Python performance through times

I recently compiled all Python version from v2.2 to 3.0b, to see how their performance compares. I decided to not use pybench, but to take some of the benchmarks from the [http://shootout.alioth.debian.org/gp4/|Computer Language Benchmarks Game] instead (hoping they are slightly more "real use" realistic). I compiled all versions of Python identically, using the same compiler (4.3.0) and the same optimization options ("-O3 -march=core2 -mtune=core2"). All benchmarks were run 20 times for every python version, and the fastest run for each benchmarks and interpreter was picked. This obviously gives a "best case" scenario (I think), the other alternative would be to do a median or average, but I wanted to avoid any unfairness due to system/OS activities.

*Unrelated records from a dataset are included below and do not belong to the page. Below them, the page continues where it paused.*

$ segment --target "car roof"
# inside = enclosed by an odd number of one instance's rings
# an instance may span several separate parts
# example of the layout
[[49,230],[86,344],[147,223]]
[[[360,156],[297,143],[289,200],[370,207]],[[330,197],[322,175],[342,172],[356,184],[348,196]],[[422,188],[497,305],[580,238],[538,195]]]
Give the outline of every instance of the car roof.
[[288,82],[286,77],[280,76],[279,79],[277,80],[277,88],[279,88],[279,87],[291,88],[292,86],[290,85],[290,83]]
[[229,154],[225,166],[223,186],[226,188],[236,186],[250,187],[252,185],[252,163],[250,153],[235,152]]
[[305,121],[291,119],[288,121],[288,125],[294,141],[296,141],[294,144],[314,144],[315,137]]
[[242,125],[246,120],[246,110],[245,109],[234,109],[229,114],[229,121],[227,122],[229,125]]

The benchmarks had to be ported to support Python3000 (v3.0b3), but these changes were mostly trivial (__print__'s and __xrange__'s), so I don't think that should affect the results. My test system (a Core2 Duo box with plenty of RAM) was "unused" during the entire test run (which took over 6 hours to complete). Alright, so what are the results? The most interesting data is the relative performance index. This is the average of each test as compared to Python v2.2.3, which therefore has an index of "1.0". This also means that each test has equivalent weight in the total index calculation (a higher index is better).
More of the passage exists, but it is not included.